Can independent/dependent events be thought of graphically?

Question

My understanding is that events are subsets of the total outcomes in a sample space. So if two events are mutually exclusive, then they (the sets) do not overlap in the sample space. This can be seen graphically.

If events are independent, I understand it to mean that the occurrence of one does not affect the probability of the other occurring and vice versa and if events are dependent I understand that the occurrence of one affects the probability of another. So if we define $P(A)$ = $\frac{|A|}{|S|}$ where $A$ is the event and $S$ is the sample space so if events $A$ and $B$ are dependent, does that mean that the cardinalities of $A$ and $B$ have some relation to each other wherein one affects the other somehow? Shouldn't it be true since the cardinality of the sets directly determine the probability of the event? If true, would we be able to see these affects graphically when we talk about conditional probability?

Answer 1

Recall that we can think about the dependence between two random variables $X_1$ and $X_2$ in a vector space. If the two vectors are independent, then they should exhibit a perpendicular property, i.e. the angle between the two vectors is 90 degrees. To demonstrate this, recall that the angle between two vectors $\theta$ satisfies the following condition \begin{equation} cosine(\theta) = \frac{X_1^\prime X_2}{ \mid\mid X_1 \mid \mid \cdot \mid \mid X_2 \mid \mid } \end{equation} with $\mid \mid v \mid \mid$ denoting the second norm of the vector $v$.

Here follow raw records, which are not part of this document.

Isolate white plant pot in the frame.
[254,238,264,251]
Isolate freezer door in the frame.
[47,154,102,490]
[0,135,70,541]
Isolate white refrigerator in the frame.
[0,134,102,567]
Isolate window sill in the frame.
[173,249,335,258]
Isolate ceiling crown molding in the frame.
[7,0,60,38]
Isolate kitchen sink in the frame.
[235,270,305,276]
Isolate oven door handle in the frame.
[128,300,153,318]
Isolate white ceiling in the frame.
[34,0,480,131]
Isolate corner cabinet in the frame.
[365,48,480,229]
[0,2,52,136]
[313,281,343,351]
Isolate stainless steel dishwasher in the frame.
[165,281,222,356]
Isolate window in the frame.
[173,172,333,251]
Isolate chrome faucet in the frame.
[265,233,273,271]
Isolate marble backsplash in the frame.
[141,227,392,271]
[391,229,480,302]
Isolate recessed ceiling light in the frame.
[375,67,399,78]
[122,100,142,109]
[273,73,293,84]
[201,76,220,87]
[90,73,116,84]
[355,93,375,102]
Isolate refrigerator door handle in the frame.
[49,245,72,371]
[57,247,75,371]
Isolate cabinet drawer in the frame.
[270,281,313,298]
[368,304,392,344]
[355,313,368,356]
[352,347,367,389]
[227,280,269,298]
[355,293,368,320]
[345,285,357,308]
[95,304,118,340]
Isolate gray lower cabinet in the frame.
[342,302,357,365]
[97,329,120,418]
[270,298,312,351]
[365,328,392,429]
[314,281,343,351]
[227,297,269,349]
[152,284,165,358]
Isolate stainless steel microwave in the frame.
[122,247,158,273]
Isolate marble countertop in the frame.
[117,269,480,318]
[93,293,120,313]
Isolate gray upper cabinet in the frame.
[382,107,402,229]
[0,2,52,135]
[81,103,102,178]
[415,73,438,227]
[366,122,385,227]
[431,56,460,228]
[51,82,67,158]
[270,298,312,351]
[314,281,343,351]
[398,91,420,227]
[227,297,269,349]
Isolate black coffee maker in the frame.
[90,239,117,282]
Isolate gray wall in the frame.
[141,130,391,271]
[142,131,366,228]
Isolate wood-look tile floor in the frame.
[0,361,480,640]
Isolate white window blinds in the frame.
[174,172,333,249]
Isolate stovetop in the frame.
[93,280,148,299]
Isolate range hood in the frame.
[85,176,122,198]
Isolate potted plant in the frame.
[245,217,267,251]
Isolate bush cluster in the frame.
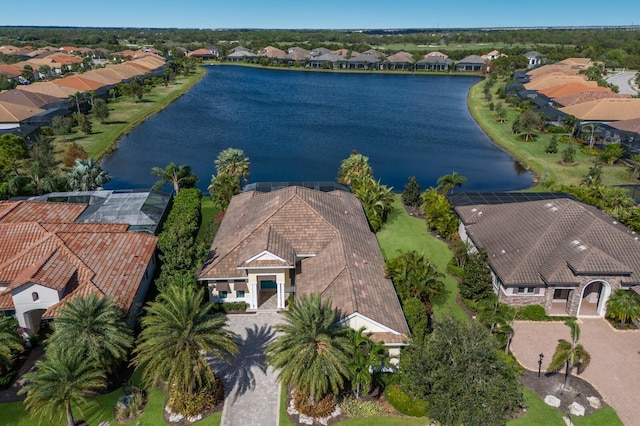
[340,398,382,417]
[384,385,429,417]
[157,188,203,287]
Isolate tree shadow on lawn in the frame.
[209,324,275,402]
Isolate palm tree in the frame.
[67,158,111,191]
[133,280,238,404]
[547,319,591,389]
[438,172,467,194]
[607,290,640,325]
[0,316,24,371]
[348,327,389,399]
[151,162,198,194]
[18,350,106,426]
[215,148,251,182]
[47,294,133,372]
[265,294,351,403]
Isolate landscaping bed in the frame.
[522,370,608,415]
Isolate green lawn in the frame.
[0,372,222,426]
[376,195,469,321]
[468,80,630,190]
[55,67,206,159]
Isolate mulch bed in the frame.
[522,370,607,415]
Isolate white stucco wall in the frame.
[11,283,60,329]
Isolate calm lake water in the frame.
[102,66,533,192]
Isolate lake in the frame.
[102,65,533,192]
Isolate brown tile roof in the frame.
[553,90,631,106]
[0,201,157,318]
[456,198,640,285]
[538,81,611,99]
[199,187,408,336]
[560,98,640,121]
[524,72,597,90]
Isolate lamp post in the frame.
[538,353,544,377]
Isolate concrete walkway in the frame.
[211,312,282,426]
[511,318,640,425]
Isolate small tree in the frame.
[547,319,591,389]
[402,176,422,207]
[562,143,576,164]
[544,135,558,154]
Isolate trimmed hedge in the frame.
[384,385,429,417]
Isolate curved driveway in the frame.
[511,318,640,425]
[607,71,638,95]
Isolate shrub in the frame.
[113,386,147,424]
[293,391,336,418]
[384,385,428,417]
[168,380,224,417]
[340,398,382,417]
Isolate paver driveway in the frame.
[211,312,282,426]
[511,318,640,426]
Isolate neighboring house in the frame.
[187,46,220,60]
[560,98,640,122]
[387,52,414,70]
[199,186,409,358]
[456,55,485,71]
[524,50,547,68]
[0,201,162,333]
[416,56,453,71]
[226,50,258,62]
[450,193,640,317]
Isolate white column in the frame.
[247,282,258,309]
[277,283,284,309]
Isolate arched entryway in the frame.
[578,280,611,317]
[23,309,45,334]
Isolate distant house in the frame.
[0,196,168,333]
[456,55,485,71]
[524,50,547,68]
[226,50,258,62]
[416,56,453,71]
[451,193,640,317]
[199,186,409,358]
[387,52,414,70]
[187,46,220,60]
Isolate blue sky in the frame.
[0,0,640,29]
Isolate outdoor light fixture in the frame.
[538,353,544,377]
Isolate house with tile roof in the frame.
[454,194,640,317]
[199,186,409,357]
[0,201,157,332]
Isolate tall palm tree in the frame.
[348,327,389,398]
[215,148,251,182]
[0,316,24,371]
[607,290,640,325]
[133,280,238,402]
[151,162,198,194]
[18,350,106,426]
[265,294,351,403]
[547,319,591,389]
[67,158,111,191]
[47,294,133,372]
[438,172,467,194]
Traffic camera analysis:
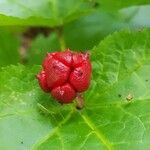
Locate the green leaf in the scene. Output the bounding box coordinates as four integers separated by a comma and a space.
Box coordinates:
0, 0, 92, 26
0, 29, 19, 66
28, 32, 60, 64
96, 0, 150, 11
64, 11, 125, 50
0, 31, 150, 150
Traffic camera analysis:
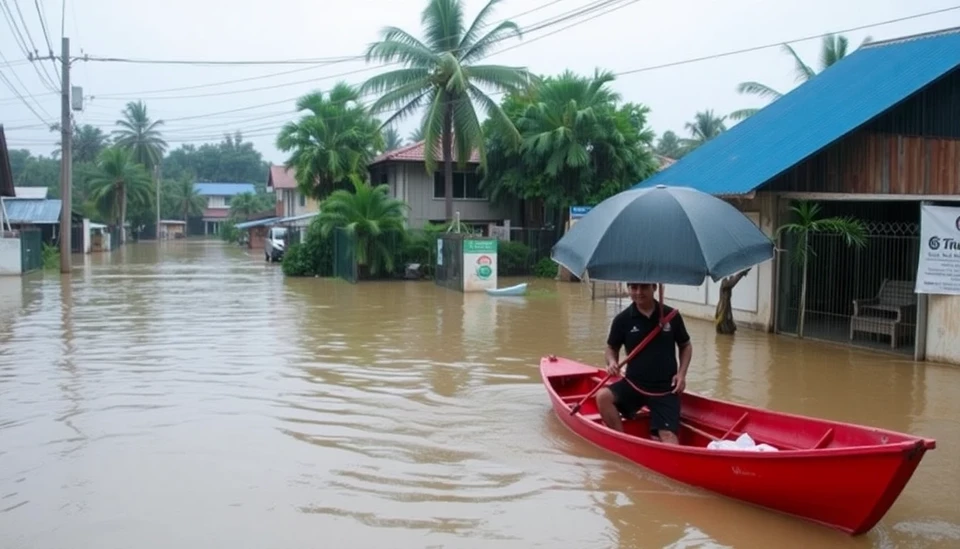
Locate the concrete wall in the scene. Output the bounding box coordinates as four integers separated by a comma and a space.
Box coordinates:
386, 162, 516, 229
927, 295, 960, 364
0, 238, 23, 276
276, 189, 320, 217
664, 194, 777, 331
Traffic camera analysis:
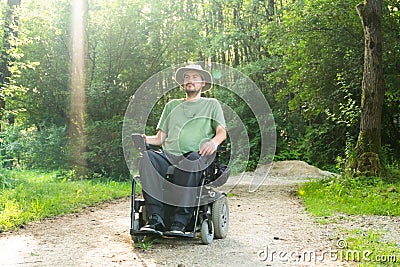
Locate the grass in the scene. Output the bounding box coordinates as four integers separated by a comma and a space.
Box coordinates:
298, 173, 400, 267
0, 170, 131, 231
298, 177, 400, 217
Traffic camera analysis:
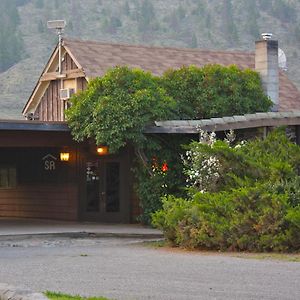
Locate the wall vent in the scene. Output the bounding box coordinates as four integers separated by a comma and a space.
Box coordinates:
59, 89, 75, 100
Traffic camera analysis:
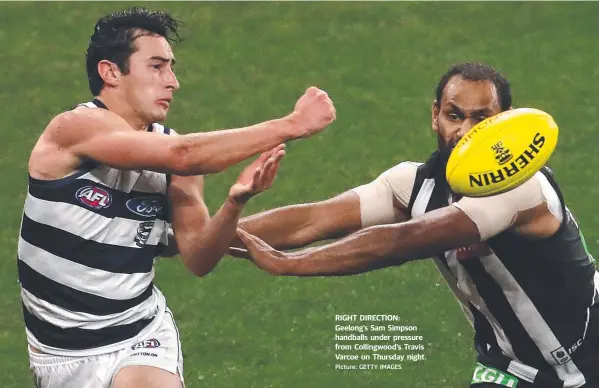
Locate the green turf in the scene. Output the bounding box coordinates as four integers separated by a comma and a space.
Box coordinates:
0, 2, 599, 388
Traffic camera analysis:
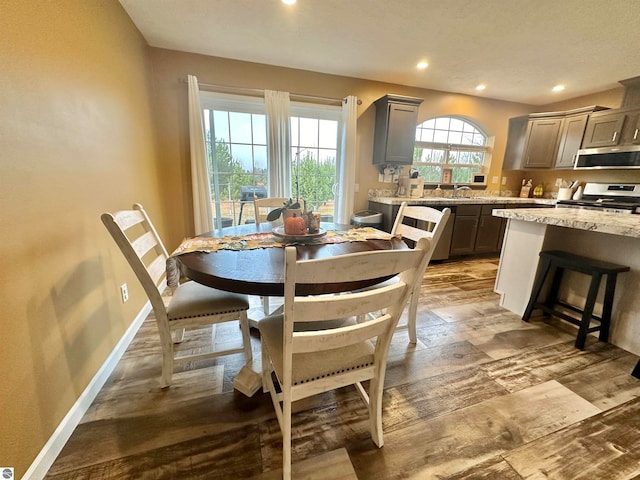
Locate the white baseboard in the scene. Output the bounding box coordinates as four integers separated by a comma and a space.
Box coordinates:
22, 302, 151, 480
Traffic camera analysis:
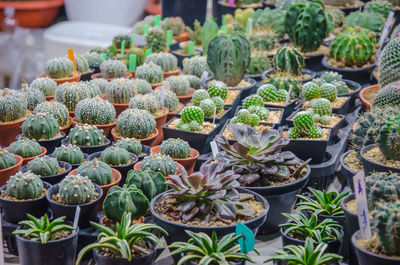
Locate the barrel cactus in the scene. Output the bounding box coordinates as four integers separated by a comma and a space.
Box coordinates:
117, 109, 156, 139
7, 171, 44, 200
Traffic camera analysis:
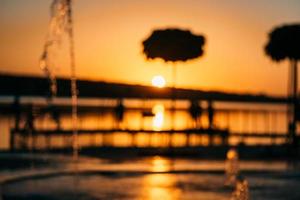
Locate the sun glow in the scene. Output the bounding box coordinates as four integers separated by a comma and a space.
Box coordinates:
151, 75, 166, 88
152, 104, 165, 130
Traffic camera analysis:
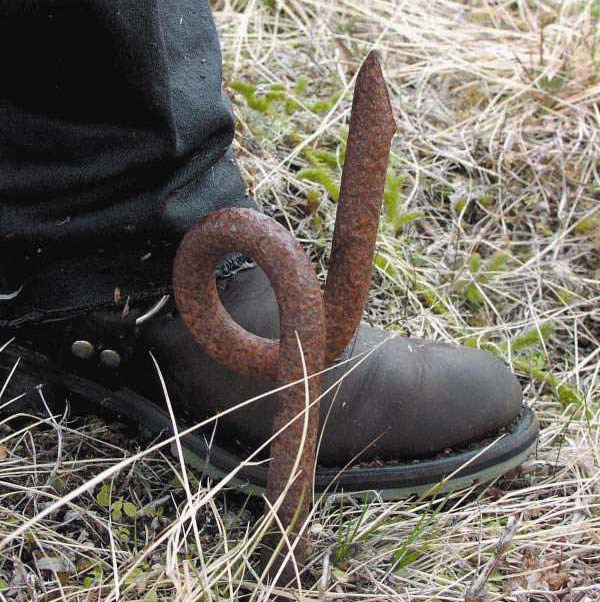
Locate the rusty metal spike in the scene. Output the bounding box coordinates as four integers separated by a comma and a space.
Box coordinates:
325, 51, 396, 362
173, 53, 396, 582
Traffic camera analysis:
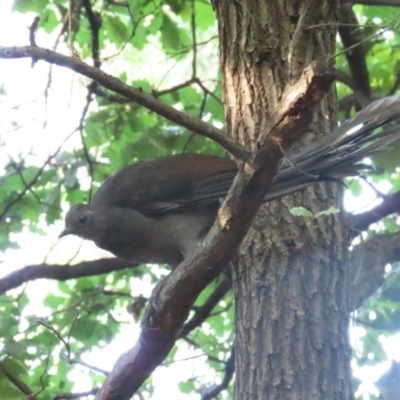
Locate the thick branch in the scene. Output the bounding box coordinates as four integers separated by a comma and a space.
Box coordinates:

To see demonstrate this point, consider the following R code:

> N <- 10^5
> x1 <- as.matrix(rnorm(N))
> x2 <- as.matrix(rnorm(N))
> x1 <- x1/sqrt(sum(x1^2))
> x2 <- x2/sqrt(sum(x2^2))
> (acos(sum(x1*x2))/pi)*180
[1] 89.94086

By generating two random independent variables, we can see that the angle between the two is 90 degrees. On the other hand, suppose we simulate two independent variables with correlation 50\%, then we can see that the angle decreases

> library(MASS)
> rho <- 0.5
> Sig <-  matrix(c(1,rho,rho,1),2,2)
> X <- mvrnorm(N,mu=c(0,0),Sigma = Sig)
> x1 <- as.matrix(X[,1])
> x2 <- as.matrix(X[,2])
> x1 <- x1/sqrt(sum(x1^2))
> x2 <- x2/sqrt(sum(x2^2))
> (acos(sum(x1*x2))/pi)*180
[1] 59.90822

This should be intuitive, since if the correlation were 1, then the vectors become identical with an angle of 0. On the other hand, if we repeat the above with negative correlation, we observe the opposite

> rho <- -0.5
> Sig <-  matrix(c(1,rho,rho,1),2,2)
> X <- mvrnorm(N,mu=c(0,0),Sigma = Sig)
> x1 <- as.matrix(X[,1])
> x2 <- as.matrix(X[,2])
> x1 <- x1/sqrt(sum(x1^2))
> x2 <- x2/sqrt(sum(x2^2))
> (acos(sum(x1*x2))/pi)*180
[1] 119.8541

I found these notes to be helpful to better understand the idea behind this.

Answer 2

If two events are independent (say $A$ and $B$), then $$P(A) = P(A|B)$$ In words, the probability of $A$ happening (at all, or with the entire sample space) is the same as the probability of $A$ happening conditioned on the fact that $B$ also happens.

However, using your cardinality notation: $$P(A) = \frac{|A|}{|S|}$$ and $$P(A|B) = \frac{|A \cap B|}{|B|}$$ If the events are independent, and these two expressions are equal, then $$\frac{|A|}{|S|} = \frac{|A \cap B|}{|B|}$$ or $$\frac{|A|}{|S|}|B| = |A \cap B|$$ Stating this result in common parlance, the proportion of the overlap of events $A$ and $B$ (out of $B$) is the same proportion of $A$ (out of $S$).

If it helps, you can think of it as if 35% of $S$ is $A$, then 35% of $B$ is $A \cap B$...independence requires these percentages to be the same. That is, knowing $B$ does not affect the probability of $A$.